Pick the right lenses for better eye health

by Teo Kai Wen 25 Feb 2020

When choosing a new pair of glasses, many of us are inevitably drawn to the vast selection of frames on display, and end up paying less attention than we should to the most important component of any pair of spectacles: the lenses. But to the average Joe, making an informed choice can be tricky. So, what should you look out for when picking your lenses?

 

1. Index Of Refraction

The refractive index of an eyeglass lens material is a value that quantifies how efficiently it refracts light, which in turn depends on how quickly light can pass through it. The higher this value, the longer it takes for light to travel through the material, and the greater the refraction of light rays.
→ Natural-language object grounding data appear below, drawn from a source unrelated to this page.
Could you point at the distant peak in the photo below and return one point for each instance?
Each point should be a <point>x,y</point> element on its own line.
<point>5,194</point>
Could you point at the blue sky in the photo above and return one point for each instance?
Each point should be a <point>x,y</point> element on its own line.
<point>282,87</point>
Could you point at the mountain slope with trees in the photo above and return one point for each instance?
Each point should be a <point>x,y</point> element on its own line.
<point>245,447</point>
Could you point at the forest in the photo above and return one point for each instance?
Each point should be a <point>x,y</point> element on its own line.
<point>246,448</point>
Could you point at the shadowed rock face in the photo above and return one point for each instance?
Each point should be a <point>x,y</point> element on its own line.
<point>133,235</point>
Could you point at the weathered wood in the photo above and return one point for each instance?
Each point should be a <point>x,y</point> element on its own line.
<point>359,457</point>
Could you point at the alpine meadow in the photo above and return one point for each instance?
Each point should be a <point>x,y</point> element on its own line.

That is to say, for a given eyeglass lens power, lens made with a material with a high refractive index will be thinner than lens made with a material with a lower refractive index.

 

2. Abbe Value

The Abbe value of a lens material is a measure of how widely it disperses the different wavelengths of light that pass through it. Low Abbe values mean high dispersion, which could result in chromatic aberration, an optical error wherein coloured halos are perceptible around objects, particularly lights. When present, chromatic aberration tends to be most noticeable at the periphery of eyeglass lenses.

 

3. Aspheric Design

Aspheric designs, where lenses are designed to have a gradual curvature, allow for flatter curves without compromising optical performance. These designs also reduce unwanted magnification of the wearer's eyes, so that the wearer’s outward appearance is not negatively affected. In some cases, aspheric designs can also improve the clarity of the wearer's peripheral vision.

 

In addition to these factors, choosing the type of coating for your lenses – be it anti-scratch, UV-blocking or photochromic – can be just as important. When in doubt as to how to choose lenses most appropriate for your needs, don’t hesitate to consult your local eye doctor or optometrist!